A former senior official in Haiti’s state-owned telecommunications company could learn his fate on money laundering charges in Miami federal court stemming from allegations that he accepted hundreds of thousands of dollars in bribes from local businesses.
Justice Department prosecutors and defense attorneys will deliver closing arguments Monday in the trial of Haiti Teleco’s director of international relations, Jean Rene Duperval, who made an annual salary of $25,000 during the 2001-04 administration of former president, Jean-Bertrand Aristide. Duperval, who owns a home in Miramar, is accused of pocketing $500,000 in alleged bribes from two Miami businesses that in turn received discounted long-distance phone rates and renewed contracts.

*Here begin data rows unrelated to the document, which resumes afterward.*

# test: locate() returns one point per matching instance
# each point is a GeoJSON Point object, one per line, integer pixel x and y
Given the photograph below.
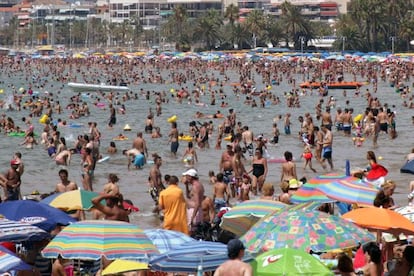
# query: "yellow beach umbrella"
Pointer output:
{"type": "Point", "coordinates": [120, 266]}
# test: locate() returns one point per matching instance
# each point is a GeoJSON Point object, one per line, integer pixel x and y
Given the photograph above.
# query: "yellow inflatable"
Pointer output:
{"type": "Point", "coordinates": [43, 119]}
{"type": "Point", "coordinates": [228, 138]}
{"type": "Point", "coordinates": [172, 119]}
{"type": "Point", "coordinates": [358, 118]}
{"type": "Point", "coordinates": [187, 138]}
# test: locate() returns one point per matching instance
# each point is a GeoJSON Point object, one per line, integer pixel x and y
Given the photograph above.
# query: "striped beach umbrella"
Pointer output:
{"type": "Point", "coordinates": [244, 215]}
{"type": "Point", "coordinates": [165, 240]}
{"type": "Point", "coordinates": [10, 262]}
{"type": "Point", "coordinates": [16, 231]}
{"type": "Point", "coordinates": [194, 257]}
{"type": "Point", "coordinates": [353, 192]}
{"type": "Point", "coordinates": [92, 239]}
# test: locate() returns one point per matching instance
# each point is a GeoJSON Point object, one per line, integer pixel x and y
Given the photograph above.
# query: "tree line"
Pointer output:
{"type": "Point", "coordinates": [369, 25]}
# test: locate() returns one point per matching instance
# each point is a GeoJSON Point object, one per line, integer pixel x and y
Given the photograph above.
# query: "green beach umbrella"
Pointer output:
{"type": "Point", "coordinates": [288, 262]}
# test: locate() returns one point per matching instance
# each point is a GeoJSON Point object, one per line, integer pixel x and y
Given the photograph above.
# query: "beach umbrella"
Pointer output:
{"type": "Point", "coordinates": [386, 220]}
{"type": "Point", "coordinates": [244, 215]}
{"type": "Point", "coordinates": [41, 215]}
{"type": "Point", "coordinates": [406, 211]}
{"type": "Point", "coordinates": [165, 240]}
{"type": "Point", "coordinates": [72, 200]}
{"type": "Point", "coordinates": [10, 262]}
{"type": "Point", "coordinates": [197, 256]}
{"type": "Point", "coordinates": [288, 262]}
{"type": "Point", "coordinates": [121, 266]}
{"type": "Point", "coordinates": [353, 192]}
{"type": "Point", "coordinates": [306, 230]}
{"type": "Point", "coordinates": [92, 239]}
{"type": "Point", "coordinates": [16, 231]}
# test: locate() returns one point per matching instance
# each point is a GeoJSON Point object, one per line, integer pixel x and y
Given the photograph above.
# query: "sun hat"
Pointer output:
{"type": "Point", "coordinates": [191, 172]}
{"type": "Point", "coordinates": [294, 183]}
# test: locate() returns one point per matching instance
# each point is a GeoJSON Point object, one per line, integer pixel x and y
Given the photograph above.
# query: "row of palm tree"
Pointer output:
{"type": "Point", "coordinates": [369, 25]}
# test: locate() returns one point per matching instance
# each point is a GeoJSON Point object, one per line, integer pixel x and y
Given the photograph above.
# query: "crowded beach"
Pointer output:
{"type": "Point", "coordinates": [208, 164]}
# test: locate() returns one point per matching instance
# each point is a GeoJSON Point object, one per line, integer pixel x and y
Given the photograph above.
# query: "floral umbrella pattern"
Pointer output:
{"type": "Point", "coordinates": [306, 230]}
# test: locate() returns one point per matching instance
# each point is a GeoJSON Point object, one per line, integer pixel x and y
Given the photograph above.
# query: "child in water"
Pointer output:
{"type": "Point", "coordinates": [307, 155]}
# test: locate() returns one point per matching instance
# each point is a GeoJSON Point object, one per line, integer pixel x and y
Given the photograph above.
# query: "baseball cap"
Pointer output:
{"type": "Point", "coordinates": [191, 172]}
{"type": "Point", "coordinates": [14, 162]}
{"type": "Point", "coordinates": [233, 247]}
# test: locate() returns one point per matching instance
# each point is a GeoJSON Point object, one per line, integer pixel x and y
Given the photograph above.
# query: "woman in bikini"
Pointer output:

“It will be a picture of greed, corruption and deception,” prosecutor James Koukios told a 12-member jury during Duperval’s money-laundering trial last week. “It will be a picture of crime.”
Duperval is the first Haitian official to face trial in a foreign corruption case brought by the Justice Department — the result of a criminal investigation into bribery allegations against him and other officials, including Haiti’s former president, Jean-Bertrand Aristide. The former president has not been charged.
If convicted, Duperval faces up to 20 years in prison.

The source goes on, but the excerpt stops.